Adopted Children:  Tomosue (natural son of Andō Tomochika), Harusue (renamed Tomosue, second son of Andō Kiyosue), Shigesue (third son of Andō Kiyosue)

Andō Takasue served as a bushō and sengoku daimyō of Dewa Province during the Sengoku period.  He was the seventh and the ninth heads of the Minato branch of the Andō clan.  Takasue was the maternal grandfather of Andō Chikasue.  He was first known as Sadasue.

There are differing accounts regarding his place in the genealogy of the Andō clan.  Takasue is deemed to have been born as the son of Andō Nobusue, the sixth head of the Minato-Andō family.  Under another theory, Takasue was the son of Andō Tomosue.  As noted below, however, Takasue once transferred headship of the clan to Tomosue and entered the priesthood.  After the premature death of Tomosue, he returned to secular life, reverted to the name of Takasue, and became the head of the family again, so there appear to be discrepancies in the genealogies.

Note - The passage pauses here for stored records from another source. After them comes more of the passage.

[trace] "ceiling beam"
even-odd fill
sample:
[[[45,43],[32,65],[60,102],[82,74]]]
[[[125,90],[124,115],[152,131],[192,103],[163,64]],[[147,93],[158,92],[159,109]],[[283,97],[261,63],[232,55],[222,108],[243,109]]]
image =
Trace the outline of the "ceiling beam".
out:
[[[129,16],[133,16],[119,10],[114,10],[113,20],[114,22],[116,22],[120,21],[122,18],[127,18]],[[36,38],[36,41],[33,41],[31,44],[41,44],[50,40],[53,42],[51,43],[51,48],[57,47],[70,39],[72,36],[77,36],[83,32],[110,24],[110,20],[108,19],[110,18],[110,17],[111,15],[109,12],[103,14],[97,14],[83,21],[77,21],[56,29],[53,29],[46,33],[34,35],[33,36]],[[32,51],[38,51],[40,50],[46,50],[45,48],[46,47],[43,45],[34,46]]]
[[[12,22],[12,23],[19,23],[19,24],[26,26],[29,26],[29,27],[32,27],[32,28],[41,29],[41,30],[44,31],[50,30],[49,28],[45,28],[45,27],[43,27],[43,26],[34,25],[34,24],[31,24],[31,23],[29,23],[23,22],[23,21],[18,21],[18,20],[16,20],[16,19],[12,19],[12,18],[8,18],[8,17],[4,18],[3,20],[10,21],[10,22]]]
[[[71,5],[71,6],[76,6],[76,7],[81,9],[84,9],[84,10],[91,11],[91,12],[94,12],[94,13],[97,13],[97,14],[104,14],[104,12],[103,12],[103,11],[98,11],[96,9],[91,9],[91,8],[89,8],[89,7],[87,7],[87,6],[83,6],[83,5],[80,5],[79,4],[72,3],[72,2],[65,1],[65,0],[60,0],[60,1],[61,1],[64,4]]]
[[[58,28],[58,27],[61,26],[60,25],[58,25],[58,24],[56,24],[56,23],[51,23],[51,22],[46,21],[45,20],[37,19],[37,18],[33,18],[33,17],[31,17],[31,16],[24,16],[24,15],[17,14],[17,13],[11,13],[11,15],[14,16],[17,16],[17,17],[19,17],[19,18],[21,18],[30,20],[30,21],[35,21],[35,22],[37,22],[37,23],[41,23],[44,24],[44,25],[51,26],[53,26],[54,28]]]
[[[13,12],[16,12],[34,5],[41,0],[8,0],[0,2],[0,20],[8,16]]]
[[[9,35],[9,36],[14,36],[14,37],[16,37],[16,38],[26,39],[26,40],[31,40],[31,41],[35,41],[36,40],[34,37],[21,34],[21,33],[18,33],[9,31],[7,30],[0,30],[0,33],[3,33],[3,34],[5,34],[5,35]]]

Takasue protected the shrines and temples and reconciled with the main branch of the Andō known as the Shimonokuni (Hiyama) Andō with whom the Minato-Andō had been in conflict from the era of Andō Akisue in the late Muromachi period.  He arranged for his daughter to become the formal wife of Andō Kiyosue, a sengoku daimyō and the seventh head of the Hiyama-Andō.  In 1543 and 1546, he exchanged letters with Shōnyo, the tenth high priest of the Hongan Temple of the Jōdo-Shinshū sect.  In an effort to bring stability to his territory, Takasue fostered close relations with powerful families serving with the central authorities.

Takasue did not have a natural son.  His younger brother, Andō Tomochika, had a son named Andō Tomosue.  Takasue adopted Tomosue as a successor, but Tomosue died at an early age.  He then adopted Kiyosue’s second son, Andō Harusue, changed his name to Tomosue, and welcomed him as the eighth head of the family.  This was significant because Kiyosue was the head of the opposing Hiyama-Andō.  Takasue entered the priesthood, adopting the monk’s name of Kōkaku or Tessen-an.  Tomosue, however, died prematurely, so he returned to secular life, changed his name back to Takasue, and became the ninth head of the family.

Takasue died in 1551.  He has the posthumous Buddhist name of Taikyo.  After his demise, Andō Shigesue, the third son of Kiyosue and, with respect to Takasue, the grandchild from a daughter married into another family​, became the tenth head of the Minato-Andō.  Shigesue, however, was a puppet of his older brother, Chikasue.  Shigesue’s death in 1579 was an indirect cause of the Third Minato Disturbance in 1589.